Nobody lived in this godforsaken desert by choice. Dust devils swirled along the road, passing over a decrepit, old road sign that read “Entering Finch, Arizona”. One corner of the sign was ripped jaggedly and the white words barely readable due to the copious amounts of dust and sand. No one had called it “Arizona” for years. Now it was just the desert, the place where They sent people they were trying to get rid of.

Circe glanced over at her father in the passenger seat. His knuckles were white clutching the worn handle of his black briefcase which he would no longer have a use for. His jaw was stiff and Circe could tell by the way it moved slightly back and forth, that he was grinding his teeth. A nervous habit Circe had noticed more in the past few months.

People like Circe. A young girl with dusty blonde hair and a notebook clutched to her chest. She withdrew a pen from her pocket and began to scribble in the notebook. The pages were covered in short sentences, simple things like “Good. How are you?” “Can I have the Caesar salad, please?” All in neat, readable handwriting, occasionally intersected with small doodles of large trees and vegetation, none of which was surrounding her. Along with her notebook, Circe’s own case–a laptop case–sat on her lap. She had brought the computer honestly surprised They let her keep it after everything that happened.

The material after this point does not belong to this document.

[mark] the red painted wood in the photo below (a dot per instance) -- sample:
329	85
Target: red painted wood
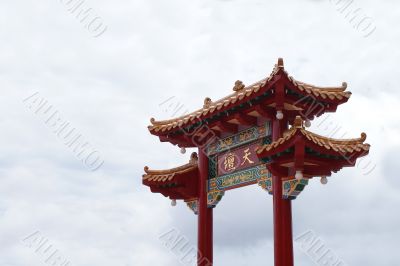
283	236
205	216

The small family reached their new home, a petite two-story house centered in the middle of a large sand dune. Her old house in the city had a garden closed off from the rest of the world behind it. Circe used to spend hours in the garden playing games based on her namesake, turning men into pigs. As she got older, she would sit outside and read of the civilization before Theirs. The United States of America, it had been called. A nation built on freedom and free will. The colonists rose up and defeated the British by throwing their tea in the harbor and fighting a brutal war. The colonists were brave but went about it in entirely the wrong way. They were too forward, too aggressive. The real rebellion was behind the scenes. Why They allowed this history to survive, Circe had no idea, yet she still found herself trying to be someone like the men from so long ago. Someone who stood up for what they believed in who threw the tea in the harbor creating a watered-down, salty beverage the British no longer had interest in.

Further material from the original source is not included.